Purpose: Artificial Intelligence (AI) algorithms often lack uncertainty estimation for classification tasks. Uncertainty estimation may however be an important requirement for clinical adoption of AI algorithms. In this study, we integrate a method for uncertainty estimation into a previously developed AI algorithm and investigate the performance when applying different uncertainty thresholds.
Methods and materials: We used a retrospective external validation dataset from the Danish Lung Cancer Screening Trial, containing 818 benign and 65 malignant nodules. Our previously developed AI algorithm for nodule malignancy risk estimation was extended with a method for measuring the prediction uncertainty. The uncertainty score (UnS) was calculated by measuring the standard deviation over 20 different predictions of an ensemble of AI models. Two UnS thresholds at the 90th and 95th percentile were applied to retain 90% and 95% of all cases as certain, respectively. For these scenarios, we calculated the area under the ROC curve (AUC) for certain and uncertain cases, and for the full set of nodules.

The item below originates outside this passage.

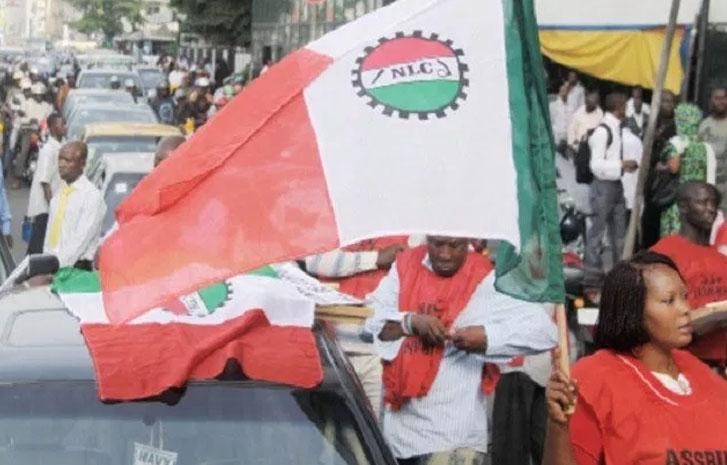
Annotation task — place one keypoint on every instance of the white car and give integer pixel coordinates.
(116, 175)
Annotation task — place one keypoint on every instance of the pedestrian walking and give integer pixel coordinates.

Results: On the full set of 883 nodules, the AUC of the AI risk score was 0.932. For the 90th and 95th percentile, the AUC of the AI risk score for certain cases was 0.934 and 0.935, respectively, and for the uncertain cases was 0.710 and 0.688, respectively.
Conclusion: In this retrospective data set, we demonstrate that integrating an uncertainty estimation method into a deep learning-based nodule malignancy risk estimation algorithm slightly increased the performance on certain cases. The AI performance is substantially worse on uncertain cases and therefore in need of human visual review.
Limitations: This study is a retrospective analysis on data from one single lung cancer screening trial. More external validation is needed.